Another new paper calculates the neutral pion contribution to HLbL which is the single largest component of the HLbL contribution, which accounts for about half of the HLbL contribution:

We develop a method to compute the pion transition form factors directly at arbitrary photon momenta and use it to determine the π^0-pole contribution to the hadronic light-by-light scattering in the anomalous magnetic moment of the muon. The calculation is performed using eight gauge ensembles generated with 2+1 flavor domain wall fermions, incorporating multiple pion masses, lattice spacings, and volumes. By introducing a pion structure function and performing a Gegenbauer expansion, we demonstrate that about 98% of the π^0-pole contribution can be extracted in a model-independent manner, thereby ensuring that systematic effects are well controlled. After applying finite-volume corrections, as well as performing chiral and continuum extrapolations, we obtain the final result for the π^0-pole contribution to the hadronic light-by-light scatterintg in the muon's anomalous magnetic moment, a_μπ^0−pole = 59.6(2.2) × 10⁻¹¹, and the π⁰ decay width, Γπ⁰→γγ=7.20(35)eV.

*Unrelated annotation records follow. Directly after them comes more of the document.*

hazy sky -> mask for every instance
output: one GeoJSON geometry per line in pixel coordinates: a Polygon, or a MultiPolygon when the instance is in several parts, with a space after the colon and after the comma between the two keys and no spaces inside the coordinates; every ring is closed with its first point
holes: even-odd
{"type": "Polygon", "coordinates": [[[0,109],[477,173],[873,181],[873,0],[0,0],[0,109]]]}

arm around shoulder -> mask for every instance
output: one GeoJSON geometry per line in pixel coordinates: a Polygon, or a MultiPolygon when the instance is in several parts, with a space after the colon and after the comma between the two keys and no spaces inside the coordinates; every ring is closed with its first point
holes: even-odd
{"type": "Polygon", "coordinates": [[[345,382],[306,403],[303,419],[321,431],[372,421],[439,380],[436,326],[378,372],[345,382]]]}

Tian Lin, et al., "Lattice QCD calculation of the π^0-pole contribution to the hadronic light-by-light scattering in the anomalous magnetic moment of the muon" arXiv:2411.06349 (November 10, 2024).

The relative uncertainty in the neutral pion contribution is 3.7%, which is a much larger relative uncertainty than in the EM, weak force, or HVP components, but much smaller than the relative uncertainty in the HLbL calculation as a whole.

This neutral pion contribution calculaton is an incremental improvement in the precision of this estimate, compared to most other recent attempts, and produces in value in the same ballpark as previous attempts (i.e. it is statistically consistent with them):

The estimate for the neutral pion contribution is about 3.5 lower than in that part of the HLbL calculation in the Theory Initiative White Paper.

This also implies that the uncertainty from the charged pion, the eta, the eta prime, charged kaon, and quark loop contributions to HLbL, while modest in absolute magnitude (about 29-45 from all of them combined) have combined uncertainties on the order of 13-17. This is on the order of 35-45% relative uncertainty, which is far more than any other part of the muon g-2 calculation.

Future Prospects

The calculation of the Standard Model expected value of muon g-2 is one of the most precise predictions ever confirmed in the history of science.

As the uncertainty in the HVP calculation falls (and this calculation currently approaches the maximum relative precision possible in QCD), this becomes more material in the overall accuracy of the muon g-2 calculation, and the greater precision will be important as the precision of the experimental measurement continues to improve. QCD calculations definitely can get more precise than the HLbL calculations are today, and especially more precise than the HLbL calculations other than the neutral pion contribution.

But, it will be quite challenging, and may require a major breakthrough in QCD calculations generally, to get the uncertainty in the muon g-2 calculation to much below 33-34, which would be only about a 3-6% improvement from the best available combination of calculations so far. Therefore, the experimental result will probably be more precise than the QCD calculation for the foreseeable future.

Still, the bottom line, which has been clear since the BMW calculation was published at the time of the first Fermilab muon g-2 measurement, is that there is no muon g-2 anomaly since the predicted value and the measured value are consistent at the 0.2 sigma level.

This global test of beyond the Standard Model physics at relatively low energies reveals that the Standard Model physics is complete and accurate at sub-parts per million levels, at least at relatively low energies of on the order of low GeVs or less.

Estimating the energy scale at which the confirmation of the Standard Model predicted value of muon g-2 strongly disfavors new physics is more art than science. The physics blogger "Jester" has estimated it at something on the order of ten times of energy scale of the LHC (in a comment to a blog post that I do not have right at hand).